Sandy Alexander: Ownership of the Future
Larry Liso, production manager, and Amy Etheredge, solutions architect, represent the combination of traditional techniques and emerging technologies that are driving growth at Sandy Alexander.
Sandy Alexander’s retail visual merchandising and wide-format printing division boasts a full complement of output devices and finishing equipment. It even has its own custom framing department.
Nick Stillo operates one of two HP Indigo 10000 digital color presses at Sandy Alexander, the first printing company to have installed a pair of the B2-format machines in the same location.
Continuity of ownership and management is the key to longevity for some printing companies. Others, though, seem to draw their staying power from the dynamism that periodic acquisitions and reorganizations bring to the business. The more things change, the less they stay the same—and that’s just how these forward-looking leveragers of opportunity like it.
With roots that go back almost 50 years, Sandy Alexander, of Clifton, NJ, is the product of a long string of corporate mergers, executive shifts and proprietary realignments. The most recent of these came in the announcement that a management team under Michael Graff, Sandy Alexander’s president and CEO, had completed a buyout of the company from its former owners.
If Graff, a 2012 inductee into the Printing Impressions/RIT Printing Industry Hall of Fame, professes to be “confident and bullish” about what the buyout will lead to, it’s partly because that’s how he wanted to feel at this stage of the strategic plan he set in motion after taking the top job at Sandy Alexander in 2008. The plan unfolded against the backdrop of an economic downturn that obliged Sandy Alexander, in Graff’s words, “to refine the business both financially and operationally.”
But, the strategy wasn’t to be one of hunkering down and hoarding cash, as the expansion of the company’s digital printing capabilities and the launch of SandyWide, its retail visual merchandising and wide-format printing division, would show. When the industry’s shipments nosedived, says Graff, “a lot of people ran for the hills, but we doubled down.” He’s convinced that recession-bucking investments in technology and personnel are responsible for carrying Sandy Alexander to the strong position he says it occupies today.

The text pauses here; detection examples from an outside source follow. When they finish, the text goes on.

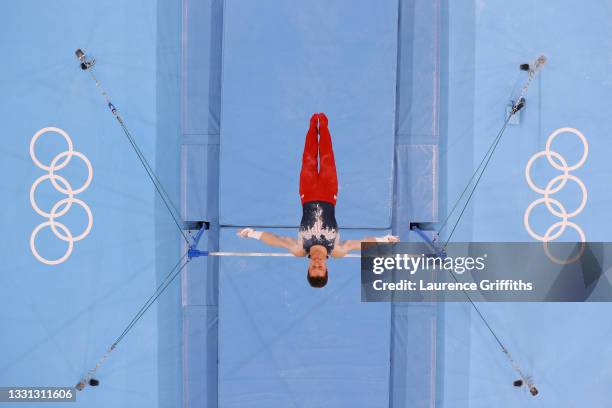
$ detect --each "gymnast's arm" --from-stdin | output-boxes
[332,235,399,258]
[237,228,306,256]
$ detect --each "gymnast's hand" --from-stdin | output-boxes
[319,112,328,127]
[375,235,399,243]
[310,113,319,129]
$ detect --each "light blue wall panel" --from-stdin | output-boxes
[181,0,223,137]
[181,142,219,222]
[220,0,397,227]
[0,0,180,408]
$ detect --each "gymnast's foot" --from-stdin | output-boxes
[319,112,327,127]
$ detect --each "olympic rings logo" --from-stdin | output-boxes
[523,127,589,264]
[30,127,93,265]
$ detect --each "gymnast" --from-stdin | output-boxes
[238,113,399,288]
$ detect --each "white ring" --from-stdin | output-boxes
[525,151,569,194]
[30,127,93,265]
[523,197,568,242]
[49,197,93,242]
[30,174,74,218]
[49,150,93,195]
[544,174,588,218]
[523,127,589,264]
[30,221,74,265]
[546,128,589,171]
[30,127,73,171]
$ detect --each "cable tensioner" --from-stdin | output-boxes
[74,48,96,71]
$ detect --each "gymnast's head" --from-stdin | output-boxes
[306,252,327,288]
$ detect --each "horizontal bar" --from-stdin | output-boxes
[208,252,361,258]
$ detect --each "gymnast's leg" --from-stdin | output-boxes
[300,113,319,204]
[319,113,338,205]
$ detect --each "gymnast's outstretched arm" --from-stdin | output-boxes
[236,228,305,256]
[332,235,399,258]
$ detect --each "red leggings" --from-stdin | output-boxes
[300,116,338,205]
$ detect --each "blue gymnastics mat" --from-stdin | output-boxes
[219,228,391,408]
[219,0,398,228]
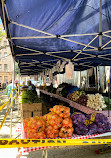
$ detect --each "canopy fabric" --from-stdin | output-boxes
[0,0,111,74]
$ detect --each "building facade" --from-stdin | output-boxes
[0,24,13,85]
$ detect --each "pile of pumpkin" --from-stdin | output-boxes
[23,105,74,139]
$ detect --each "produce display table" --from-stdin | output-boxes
[40,89,111,116]
[16,124,111,158]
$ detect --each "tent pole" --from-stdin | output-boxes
[80,70,81,89]
[108,67,111,117]
[18,68,20,115]
[99,0,102,48]
[10,57,15,137]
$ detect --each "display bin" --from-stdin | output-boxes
[20,103,42,121]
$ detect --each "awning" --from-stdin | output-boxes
[0,0,111,74]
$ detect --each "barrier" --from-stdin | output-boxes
[0,139,111,148]
[0,90,18,129]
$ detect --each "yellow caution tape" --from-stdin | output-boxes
[0,139,111,148]
[0,107,10,129]
[0,100,9,111]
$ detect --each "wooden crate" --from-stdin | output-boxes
[21,103,42,112]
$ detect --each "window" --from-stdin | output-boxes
[4,52,7,58]
[4,64,7,71]
[0,64,2,71]
[4,76,8,83]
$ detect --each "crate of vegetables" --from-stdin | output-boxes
[20,91,42,120]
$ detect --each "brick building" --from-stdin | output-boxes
[0,24,13,85]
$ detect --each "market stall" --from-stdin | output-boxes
[0,0,111,158]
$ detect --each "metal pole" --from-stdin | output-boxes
[80,70,81,88]
[108,67,111,117]
[17,66,20,115]
[10,57,15,137]
[18,68,20,95]
[99,0,102,48]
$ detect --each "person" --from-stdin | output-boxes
[6,80,15,108]
[28,80,37,95]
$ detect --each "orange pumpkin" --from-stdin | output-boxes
[27,131,46,139]
[27,116,45,132]
[50,105,70,118]
[59,127,74,138]
[62,117,73,128]
[45,126,59,138]
[43,113,62,129]
[23,118,31,133]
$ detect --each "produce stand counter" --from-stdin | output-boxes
[17,90,111,158]
[16,123,111,158]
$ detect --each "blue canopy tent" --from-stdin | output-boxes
[0,0,111,74]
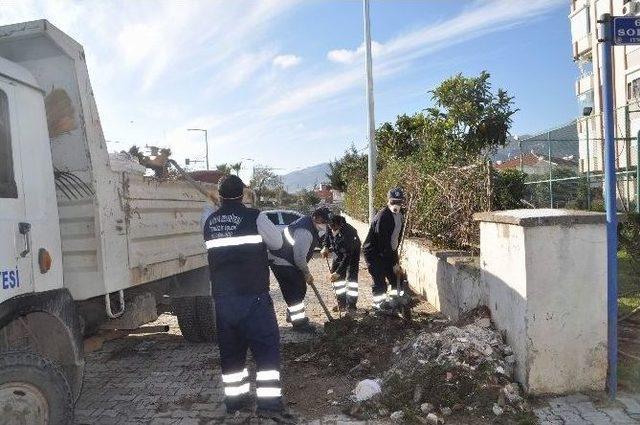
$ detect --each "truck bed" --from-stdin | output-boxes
[58,173,215,300]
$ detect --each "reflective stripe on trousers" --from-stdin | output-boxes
[347,282,358,298]
[333,280,347,295]
[222,368,249,397]
[256,369,282,398]
[287,303,307,322]
[372,294,387,308]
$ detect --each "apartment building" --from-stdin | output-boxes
[569,0,640,181]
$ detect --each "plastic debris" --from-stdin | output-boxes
[353,379,382,401]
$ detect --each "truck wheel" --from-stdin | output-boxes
[0,351,73,425]
[171,297,203,342]
[196,296,216,342]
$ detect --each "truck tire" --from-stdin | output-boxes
[171,297,204,342]
[0,350,73,425]
[196,296,216,342]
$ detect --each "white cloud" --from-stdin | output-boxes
[273,55,302,69]
[267,0,564,115]
[0,0,566,172]
[327,40,383,64]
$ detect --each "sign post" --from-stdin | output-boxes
[598,13,640,398]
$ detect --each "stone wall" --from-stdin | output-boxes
[345,216,487,320]
[347,209,607,395]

Historically based in commercial lithography, Sandy Alexander continues to operate high-volume litho presses: four sheetfed machines, including three 40˝ presses, in Clifton; and three 38˝ web presses at one of its direct mail facilities in St. Petersburg, FL. Like nearly all offset printers, the company has had to cope with declines in conventional production. Nevertheless, notes Graff, sheetfed impression counts are up over last year, and the web division is looking at a strong year-end finish.